(Editor’s note: “Ask the Attorney” is a weekly VentureBeat feature allowing start-up owners to get answers to their legal questions. Submit yours in the comments below and look for answers in the coming weeks. Author Scott Edward Walker is the founder and CEO of Walker Corporate Law Group, PLLC, a boutique corporate law firm specializing in the representation of entrepreneurs.)
Question: I’ve read a few articles and blog posts over the past couple of days regarding Senator Dodd’s financial reform bill, and some of them suggest that it’s going to be more difficult for startups to raise money if the bill is signed into law. Why is that? I thought the bill was supposed to address the problems on Wall Street that led to our financial crisis.
Answer: I’m as puzzled as you are, to be honest. Yes, the legislation is designed to address financial reform and regulation of the big banks, including the “too big to fail” issue; however, buried deep in the 1,336-page bill are certain changes to the federal securities laws that will indeed make it more difficult for startups to raise seed and angel financing.
First, a quick primer on federal securities laws, which I have previously discussed in detail. (I know this is very technical stuff, but I think it will be helpful for you to understand the issues.)
As a general rule, a company may not offer or sell its securities unless the securities have been registered with the SEC and registered/qualified with applicable State securities commissions or there is an applicable exemption from registration. The most common exemption for startups is the so-called “private placement” exemption under SEC Regulation D, which comprises three different types of private offerings under Rules 504, 505 and 506.

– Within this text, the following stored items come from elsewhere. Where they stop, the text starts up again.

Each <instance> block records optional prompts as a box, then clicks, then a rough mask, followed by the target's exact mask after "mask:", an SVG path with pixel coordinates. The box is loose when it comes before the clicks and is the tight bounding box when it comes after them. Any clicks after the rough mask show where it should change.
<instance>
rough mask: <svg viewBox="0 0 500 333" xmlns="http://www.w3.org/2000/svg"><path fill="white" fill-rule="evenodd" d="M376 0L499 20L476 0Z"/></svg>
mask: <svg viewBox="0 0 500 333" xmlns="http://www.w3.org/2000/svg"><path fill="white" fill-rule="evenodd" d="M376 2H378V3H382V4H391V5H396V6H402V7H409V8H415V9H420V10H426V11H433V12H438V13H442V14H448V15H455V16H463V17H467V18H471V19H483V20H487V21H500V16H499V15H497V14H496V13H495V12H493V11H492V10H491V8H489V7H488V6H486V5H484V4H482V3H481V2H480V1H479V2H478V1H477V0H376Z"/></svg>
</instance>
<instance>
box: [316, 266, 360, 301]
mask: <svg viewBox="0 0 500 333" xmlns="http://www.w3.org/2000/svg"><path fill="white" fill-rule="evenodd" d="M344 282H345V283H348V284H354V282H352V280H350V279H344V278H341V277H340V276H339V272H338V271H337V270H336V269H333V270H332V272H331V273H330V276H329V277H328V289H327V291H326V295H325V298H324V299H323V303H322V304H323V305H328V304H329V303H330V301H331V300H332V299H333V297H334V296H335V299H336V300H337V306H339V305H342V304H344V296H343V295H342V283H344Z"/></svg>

If a startup sells stock only to “accredited investors” (defined below), compliance is much simpler, faster and cheaper because it can rely on Rule 506, which has two important advantages over the other SEC rules. First, Rule 506 preempts or overrides State securities laws, which means that the startup doesn’t have to deal with State securities regulators for compliance purposes, other than filing a brief notice known as a Form D (which is also filed with the SEC). Second, there is no written disclosure requirement under Rule 506 if the investors are accredited.
On the other hand, if one or more of the investors is not accredited, SEC Rule 506 generally may not be relied upon – which opens-up a Pandora’s box of compliance and disclosure issues. Generally, the cost, risks and onerous disclosure requirements generally outweigh the benefit. That’s why startups have been overwhelmingly (and effectively) relying on Rule 506 for nearly 15 years in connection with their seed and angel financings.
So who is an “accredited investor”? With respect to individuals, he or she currently must have a net worth (or joint net worth with his/her spouse) that exceeds $1 million at the time of the purchase or income exceeding $200,000 in each of the two most recent years (or joint income with his/her spouse exceeding $300,000 for those years) and a reasonable expectation of such income level in the current year.
Under Dodd’s bill, the definition of “accredited investor” would be revised to require individuals to have a net worth of at least $2.3 million or annual income of $449,000 (or $674,000 of joint income with his/her spouse). According to Business Week, this revision would lower the number of individual accredited investors by 77 percent.
It gets worse. Even if all the investors are “accredited investors” under the new definition and the startup is thus relying on Rule 506, a filing (presumably a Form D) must be made with the SEC, and the SEC will have 120 days to review it.
That’s right – 120 days. And if the SEC does not review the filing within such 120-day period, then the applicable States securities commission(s) would have the right to review the merits of the financing.
Alternatively, the SEC can designate that certain financings under Rule 506 are too small in size or scope to warrant SEC review and push such review to the State securities commissions.
The bottom line is that not only is this second change confusing (and sadly it’s even more complicated than I have described), but also it will create significant delay and cost in connection with seed and angel financings and put the State securities commissions back in the game – which is exactly what Rule 506 is designed to prevent.
The frustrating reality is fewer and more expensive seed and angel financings means less and less job creation. Wake up Washington!
Disclaimer: This “Ask the Attorney” post discusses general legal issues, but it does not constitute legal advice in any respect. No reader should act or refrain from acting on the basis of any information presented herein without seeking the advice of counsel in the relevant jurisdiction. VentureBeat, the author and the author’s firm expressly disclaim all liability in respect of any actions taken or not taken based on any contents of this post.